Note that this was relatively surprising. Since there are not distinct separations in the data that we are working with, my initial assumption was that the boosted tree model would perform quite well, especially given that the boosted tree uses a learning parameter to be able to classify difficult observations.

In this case, in future experimentation, it might be worth conducting a comparison of models, after fine-tuning to see if the results would differ. Fine Tuning could be conducted via:

  1. Using the tidy model framework to fit the models, up the hyperparameters to tune for each model. For example, for the random forest, it was ‘trees’, which was the number of trees contained in the ensemble, and ‘mtry’, which was the number of predictors that would be randomly sampled at each split when creating the tree models.

  2. One can use the default 10 fold cross validation to setup training sets to tune on.

  3. Create a grid of values, of each hyper parameter value to experiment with.

  4. Finally, return the values of the hyperparameters that give the highest average accuracy and plot a ROC curve.

Of course, the caveat is that on such a large data set, it would be extremely computationally expensive and time consuming to train so many models. Therefore, for the purposes of this competition, I will simply use the simpler alternative, of tuning the best default model based on the ROC curve, which is the Random Forest.

Final Model

The following code is the final model of the Random Forest that was tuned, and submitted to the competition.

Note that the final model was trained on the entire training set. In this instance, I decided to show the accuracy measures (and balanced accuracies due to the imbalance of the response variables), so I used s.water_train and s.water_test for demonstrative purposes.

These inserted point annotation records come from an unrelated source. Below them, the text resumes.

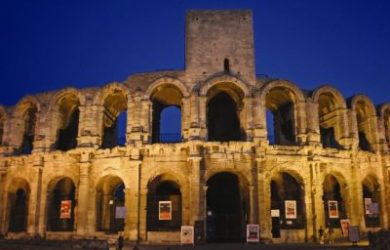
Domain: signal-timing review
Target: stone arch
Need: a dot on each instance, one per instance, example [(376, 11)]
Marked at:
[(225, 108), (65, 113), (237, 88), (228, 205), (26, 115), (331, 115), (384, 113), (160, 82), (60, 204), (166, 200), (367, 131), (371, 195), (113, 101), (110, 197), (166, 95), (18, 191), (285, 103)]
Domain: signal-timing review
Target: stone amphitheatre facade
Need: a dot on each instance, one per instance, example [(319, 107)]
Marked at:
[(224, 171)]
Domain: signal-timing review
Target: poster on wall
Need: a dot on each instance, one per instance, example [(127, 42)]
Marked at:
[(291, 209), (367, 205), (344, 223), (120, 212), (252, 233), (165, 210), (65, 209), (333, 209), (187, 235)]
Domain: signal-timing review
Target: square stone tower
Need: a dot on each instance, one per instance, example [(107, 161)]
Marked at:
[(220, 41)]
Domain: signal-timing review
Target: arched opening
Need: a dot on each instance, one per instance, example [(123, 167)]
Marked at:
[(68, 123), (224, 105), (166, 117), (226, 65), (329, 120), (164, 211), (227, 208), (280, 103), (114, 120), (334, 204), (110, 205), (287, 200), (363, 123), (371, 200), (29, 120), (18, 206), (60, 205)]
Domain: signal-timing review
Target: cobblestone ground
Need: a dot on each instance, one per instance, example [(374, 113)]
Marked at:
[(233, 246)]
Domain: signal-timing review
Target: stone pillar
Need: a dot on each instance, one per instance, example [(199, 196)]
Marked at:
[(356, 192), (252, 205), (2, 199), (317, 204), (34, 204), (203, 117), (259, 119), (264, 201), (310, 227), (300, 122), (313, 126), (146, 118), (84, 197), (197, 195), (132, 201)]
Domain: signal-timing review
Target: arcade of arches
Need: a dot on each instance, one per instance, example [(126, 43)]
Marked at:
[(94, 162)]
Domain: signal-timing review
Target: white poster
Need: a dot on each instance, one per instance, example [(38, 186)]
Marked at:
[(290, 209), (367, 204), (165, 210), (344, 223), (187, 235), (275, 213), (333, 209), (120, 212), (252, 233)]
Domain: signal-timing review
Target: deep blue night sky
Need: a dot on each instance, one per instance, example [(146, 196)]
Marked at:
[(48, 45)]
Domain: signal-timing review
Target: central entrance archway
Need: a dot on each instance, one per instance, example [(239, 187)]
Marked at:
[(226, 208)]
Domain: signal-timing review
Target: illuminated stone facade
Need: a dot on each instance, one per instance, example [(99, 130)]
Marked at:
[(225, 170)]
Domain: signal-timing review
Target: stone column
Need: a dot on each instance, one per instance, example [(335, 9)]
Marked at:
[(264, 200), (313, 126), (203, 117), (2, 199), (132, 201), (197, 195), (34, 204), (83, 199), (259, 119), (300, 122)]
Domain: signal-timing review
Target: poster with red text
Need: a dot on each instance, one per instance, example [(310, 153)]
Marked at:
[(290, 209), (333, 209), (65, 209)]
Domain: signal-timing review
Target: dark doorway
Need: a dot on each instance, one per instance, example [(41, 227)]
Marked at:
[(110, 205), (18, 211), (60, 217), (223, 122), (226, 209), (67, 137)]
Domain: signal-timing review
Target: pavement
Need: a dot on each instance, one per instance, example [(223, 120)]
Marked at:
[(224, 246)]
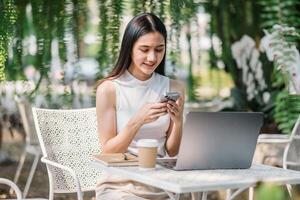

For Tuning, I used class weights to adjust the inbalance in response variables, and set different cutoff values for confidence prediction.

library(tidyverse)
library(randomForest)

n_wt <- ifelse(s.water_train$status_id == "n", 1.8, 1)
k = 0.5

set.seed(15)
rf_fit <- randomForest(status_id ~ ., data = s.water_train[,
    -1], weights = n_wt, cutoff = c(k, 1 - k))
rf_fit

Call:
 randomForest(formula = status_id ~ ., data = s.water_train[,      -1], weights = n_wt, cutoff = c(k, 1 - k)) 
               Type of random forest: classification
                     Number of trees: 500
No. of variables tried at each split: 4

        OOB estimate of  error rate: 29.09%
Confusion matrix:
      n     y class.error
n 12706  5963   0.3194065
y  8223 21866   0.2732892
p_ts_pred <- s.water_test |>
    mutate(pstatus_id = predict(rf_fit, s.water_test, type = "response")) |>
    bind_cols(predict(rf_fit, s.water_test, type = "prob"))

p_ts_pred |>
    count(status_id, pstatus_id) |>
    group_by(status_id) |>
    mutate(Accuracy = n[status_id == pstatus_id]/sum(n)) |>
    pivot_wider(names_from = "pstatus_id", values_from = n, values_fill = 0) |>
    select(status_id, n, y, Accuracy) |>
    # kable styling
kable(caption = "Tuned Random Forest - Confusion matrix", digits = 3,
    align = "r") |>
    kable_styling(full_width = T)
Tuned Random Forest - Confusion matrix
status_id n y Accuracy
n 4204 2020 0.675
y 2699 7331 0.731
# Accuracy Measures
tibble(accuracy = accuracy(p_ts_pred, status_id, pstatus_id)$.estimate,
    bal_accuracy = bal_accuracy(p_ts_pred, status_id, pstatus_id)$.estimate) |>
    # kable styling
kable(caption = "Tuned Random Forest - Accuracies", digits = 3,
    align = "r") |>
    kable_styling(full_width = T)
Tuned Random Forest - Accuracies
accuracy bal_accuracy
0.71 0.703
# Create final model n_wt <- ifelse(water$status_id == 'n',
# 1.8, 1) k = 0.6

## set.seed(15) rf_fit <- randomForest(status_id ~ ., data
## = s.water_train[,-1], weights=n_wt, cutoff = c(k, 1-k) )
## rf_fit

# Write test set predictions into a CSV file. water_ts_pred
# <- water_test |> bind_cols(predict(rf_fit,
# newdata=water_test, type='prob')) |> mutate(pstatus_id =
# predict(rf_fit, newdata=water_test, type='response'))

# write_csv(water_ts_pred[,c('ID', 'pstatus_id')],
# file='final_test.csv')

Conclusions and Remarks

So how does the model perform in this kaggle competition? The results of the fine-tuned Random Forest ends up placing 15th out of 174 contestants, ranking the balanced accuracy of the model in the top 10% of results.